OGH 3Ob202/05k

OGH3Ob202/05k29.3.2006

Der Oberste Gerichtshof hat als Revisionsgericht durch den Senatspräsidenten des Obersten Gerichtshofs Dr. Schiemer als Vorsitzenden sowie die Hofräte des Obersten Gerichtshofs Dr. Zechner, Dr. Prückner, Dr. Sailer und Dr. Jensik als weitere Richter in der Rechtssache der klagenden Partei Johann T*****, vertreten durch Mag. Manuela Prohaska, Rechtsanwältin in Wien, wider die beklagte Partei Julia B*****, vertreten durch Dr.

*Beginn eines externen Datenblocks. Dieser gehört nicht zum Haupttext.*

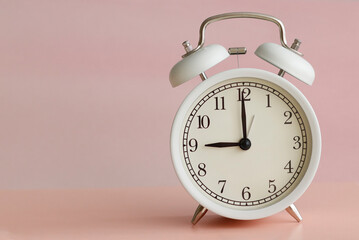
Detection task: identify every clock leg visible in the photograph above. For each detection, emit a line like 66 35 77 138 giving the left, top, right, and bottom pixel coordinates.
191 204 208 225
285 204 303 222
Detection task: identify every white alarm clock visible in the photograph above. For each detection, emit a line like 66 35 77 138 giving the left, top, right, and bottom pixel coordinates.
170 12 321 224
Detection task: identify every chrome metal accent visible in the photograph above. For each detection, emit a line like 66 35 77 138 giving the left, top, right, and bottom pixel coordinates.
285 204 303 222
182 40 193 53
278 38 303 77
184 12 302 56
182 40 207 81
191 204 208 225
199 72 207 81
228 47 247 55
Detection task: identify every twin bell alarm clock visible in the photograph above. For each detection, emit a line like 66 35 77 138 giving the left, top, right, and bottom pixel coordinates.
169 12 321 224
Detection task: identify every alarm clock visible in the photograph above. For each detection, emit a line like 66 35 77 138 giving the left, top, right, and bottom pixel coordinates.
169 12 321 224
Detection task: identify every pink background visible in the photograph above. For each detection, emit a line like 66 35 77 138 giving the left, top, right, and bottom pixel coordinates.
0 0 359 189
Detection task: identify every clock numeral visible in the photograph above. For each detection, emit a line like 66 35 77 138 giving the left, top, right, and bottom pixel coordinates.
238 88 251 101
242 187 251 200
197 115 211 129
284 111 293 124
284 160 293 173
198 163 207 177
188 138 198 152
218 180 227 193
293 136 302 150
214 97 226 110
268 179 277 193
266 94 272 107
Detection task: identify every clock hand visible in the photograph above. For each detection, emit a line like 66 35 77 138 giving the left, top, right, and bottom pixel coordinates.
241 91 247 139
247 115 256 135
204 142 239 148
238 91 252 150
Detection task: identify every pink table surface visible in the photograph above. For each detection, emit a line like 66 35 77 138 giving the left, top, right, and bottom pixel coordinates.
0 183 359 240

Heimo Jilek, Rechtsanwalt in Leoben, wegen Einwendungen gegen den Anspruch (§ 35 EO), infolge Revision der klagenden Partei gegen das Urteil des Landesgerichts Wiener Neustadt als Berufungsgericht vom 30. März 2005, GZ 16 R 97/05m-21, in der Fassung des Berichtigungsbeschlusses vom 21. Juni 2006, AZ 16 R 97/05m, womit infolge Berufung der klagenden Partei das Urteil des Bezirksgerichts Wiener Neustadt vom 31. Dezember 2004, GZ 14 C 378/04m-16, bestätigt wurde, den Beschluss

gefasst:

 

Spruch:

Die Revision wird zurückgewiesen.

Die klagende Partei ist schuldig, der beklagten Partei die mit 499,39 EUR (darin 83,23 EUR USt) bestimmten Kosten des Revisionsverfahrens binnen 14 Tagen zu ersetzen.

Text

Begründung

Der Kläger wurde als Vater der Beklagten zuletzt zu einer monatlichen Unterhaltsleistung von 6.200 S = 450,57 EUR verpflichtet und der Beklagten zur Hereinbringung eines Rückstands von 1.351,70 EUR sowie von monatlich 450,57 EUR die Forderungsexekution nach § 294a EO bewilligt.

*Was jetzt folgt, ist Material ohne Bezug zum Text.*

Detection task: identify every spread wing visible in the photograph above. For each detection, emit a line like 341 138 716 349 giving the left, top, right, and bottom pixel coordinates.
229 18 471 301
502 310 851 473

Das Gericht erster Instanz gab dem auf Erlöschen dieser Ansprüche gerichteten Oppositionsklagebehren des Vaters unangefochten im Ausmaß von 450,57 EUR rückständigen Unterhalts für Jänner 2004 statt, wies dagegen das Mehrbegehren auf Erlöschen des diesen Betrag übersteigenden Anspruchs ebenso wie das hilfsweise nur auf Hemmung derselben abzielende Begehren ab.

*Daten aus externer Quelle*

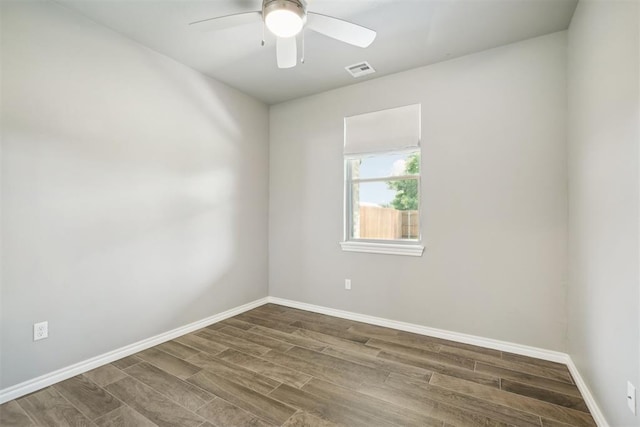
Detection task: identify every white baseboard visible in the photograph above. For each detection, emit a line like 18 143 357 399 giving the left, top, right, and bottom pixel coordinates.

Es traf folgende wesentliche Feststellungen:

Die am 28. Jänner 1986 geborene Beklagte schloss mit Ende des Schuljahrs [2002/]2003 die Handelsschule ab. Mit 1. September 2003 begann sie eine Ausbildung an einer Krankenpflegeschule und befand sich zuletzt im zweiten Ausbildungsjahr. Seit Beginn der Ausbildung wohnt sie in einer Wohnung im Krankenhaus, für die sie monatlich 205 EUR Mietzins zahlt. Im ersten Jahr erhielt sie an Ausbildungsvergütung 93,50 EUR, seit September 2004 bekommt sie 187 EUR, jeweils monatlich. An Wochenenden und während unbezahlter Praxiszeiten an einem anderen Krankenhaus wohnt sie bei ihrer Mutter, die zwar keinen regelmäßigen Geldunterhalt leistet, ihr jedoch Kleidung kauft und bei Bedarf Geld gibt. Diese verdient als diplomierte Krankenschwester rund 1.000 EUR monatlich netto vierzehn Mal jährlich und hat für elfjährige Zwillinge zu sorgen. Auch der Kläger ist für zwei, über zehnjährige in seinem Haushalt lebende Kinder sorgepflichtig. Als Ressortleiter in einem Handelsunternehmen verdiente er im Jahr 2004 - ohne Tag- und Nachtgelder, aber einschließlich Überstundenpauschale, Sachbezug für Firmenauto, Jahresprämie und Sonderzahlungen - durchschnittlich 2.873,09 EUR netto zwölf Mal jährlich. Seine Ehefrau ist seit Mitte August 2004 arbeitslos, ihr Arbeitslosengeld betrug 21,77 EUR pro Tag.

Die Beklagte hatte schon in ihrer Hauptschulzeit die „Idee", wie ihre Mutter Krankenschwester zu werden, verwarf diese dann wieder und besuchte zunächst die Handelsschule. Während der dort von ihr absolvierten Büropraktika wurde der Wunsch nach einer Schwesterndiplomausbildung konkret. Da sie das erforderliche Alter noch nicht erreicht hatte, schloss sie zunächst die Handelsschule ab. In der Schwesternausbildung ist sie „zielstrebig unterwegs" und weist gute Leistungen auf.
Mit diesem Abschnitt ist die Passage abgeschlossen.